Though the Pixar team views “Toy Story 3” as the final chapter in a film series that has already nabbed $1.94 billion in global ticket sales, drawing the saga of college-bound Andy and his childhood toys to a close, the studio does plan to keep Woody and Buzz Lightyear alive through a series of shorts to be shown before future Pixar movies. The characters will also continue to be featured in lucrative theme-park attractions and on merchandise thanks to one of the most booming ancillary markets for an ani property. Though Pixar remains tight-lipped about potential spinoffs, Woody pal Jessie the Cowgirl — one of the most popular Halloween costumes this year — would be an obvious target.
Still, keeping a franchise alive without becoming overexposed poses a challenge for studios.
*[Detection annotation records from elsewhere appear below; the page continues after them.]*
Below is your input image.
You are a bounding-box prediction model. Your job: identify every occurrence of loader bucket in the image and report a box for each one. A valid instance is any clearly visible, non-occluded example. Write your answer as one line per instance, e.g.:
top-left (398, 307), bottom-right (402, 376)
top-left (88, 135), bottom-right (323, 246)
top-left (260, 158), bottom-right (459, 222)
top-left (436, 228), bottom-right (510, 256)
Pixar, in particular, has been very careful to avoid diluting its boxoffice hits in the marketplace. Only “Toy Story” has received sequel treatment to date, though “Cars 2” and “Monsters, Inc. 2” are scheduled to bow in 2011 and 2012, respectively.
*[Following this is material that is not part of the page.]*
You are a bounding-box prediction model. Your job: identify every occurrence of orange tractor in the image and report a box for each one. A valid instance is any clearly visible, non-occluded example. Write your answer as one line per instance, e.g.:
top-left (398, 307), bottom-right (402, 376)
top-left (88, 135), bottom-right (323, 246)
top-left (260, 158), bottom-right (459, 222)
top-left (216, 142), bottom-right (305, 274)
“?’Toy Story 2′ was 11 years ago, and you don’t usually see a gap like that between sequels,” explains “Toy Story 3” helmer Lee Unkrich. But even “Toy Story” courted consumer fatigue and confusion when Pixar partner Disney tried to maximize the property’s profitability by launching an ice show featuring music by Randy Newman, a “Toy Story” musical aboard the Disney Wonder cruise ship, the direct-to-video film “Buzz Lightyear of Star Command: The Adventure Begins” and a Buzz Lightyear TV series. Those projects led to a period of frosty relations between the distributor and the producer.
After Disney bought Pixar in 2006, creative chief John Lasseter was able to squelch a straight-to-DVD sequel and put a proper finale to the series in motion at Pixar. “Those 11 years gave us some distance and perspective,” says Unkrich, who edited the first “Toy Story” and went on to direct what has become the studio’s top-earning, best-reviewed feature to date.
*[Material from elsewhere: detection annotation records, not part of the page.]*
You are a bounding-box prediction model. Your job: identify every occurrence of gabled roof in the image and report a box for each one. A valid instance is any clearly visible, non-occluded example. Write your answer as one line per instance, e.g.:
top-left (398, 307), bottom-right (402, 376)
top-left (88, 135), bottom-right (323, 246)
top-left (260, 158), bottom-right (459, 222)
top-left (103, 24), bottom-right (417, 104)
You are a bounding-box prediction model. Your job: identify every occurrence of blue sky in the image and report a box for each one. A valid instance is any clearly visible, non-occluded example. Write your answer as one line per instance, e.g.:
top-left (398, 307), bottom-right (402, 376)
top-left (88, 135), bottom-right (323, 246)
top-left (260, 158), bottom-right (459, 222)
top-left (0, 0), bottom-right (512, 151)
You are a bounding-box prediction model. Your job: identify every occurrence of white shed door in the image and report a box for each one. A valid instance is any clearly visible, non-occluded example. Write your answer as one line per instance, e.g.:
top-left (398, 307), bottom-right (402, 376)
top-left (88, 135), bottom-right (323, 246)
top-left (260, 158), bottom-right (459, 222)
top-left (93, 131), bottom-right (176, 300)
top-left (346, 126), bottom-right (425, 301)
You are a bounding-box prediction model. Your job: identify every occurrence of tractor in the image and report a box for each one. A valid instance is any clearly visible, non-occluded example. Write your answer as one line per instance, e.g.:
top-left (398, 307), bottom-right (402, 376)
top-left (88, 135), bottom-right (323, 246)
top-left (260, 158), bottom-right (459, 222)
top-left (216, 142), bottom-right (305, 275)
Though “Toy Story 3” seems poised for award-season play, the question remains whether Academy members will consider an animated sequel in the best picture race. In general, Academy voters eschew sequels — “The Godfather: Part II” and “The Lord of the Rings: The Return of the King” being among the exceptions. That question could even impact the animated feature category, where “Shrek 2” is the only sequel to be nominated so far (“Toy Story 2” predates the category by a year).
“But animated sequels are often so good and of such high quality that they don’t seem out of place standing next to the art-house gem,” explains Abbate, no stranger to the Oscar race, having produced past nominees “Fantastic Mr. Fox” and “The Corpse Bride.” “The process, which involves painstakingly making each and every frame the best it can possibly be, is the same,” whether creating an original animated property or trying to meet — and exceed — the level of work established earlier in a respected franchise. “Ultimately, the playing field is pretty even,” she says.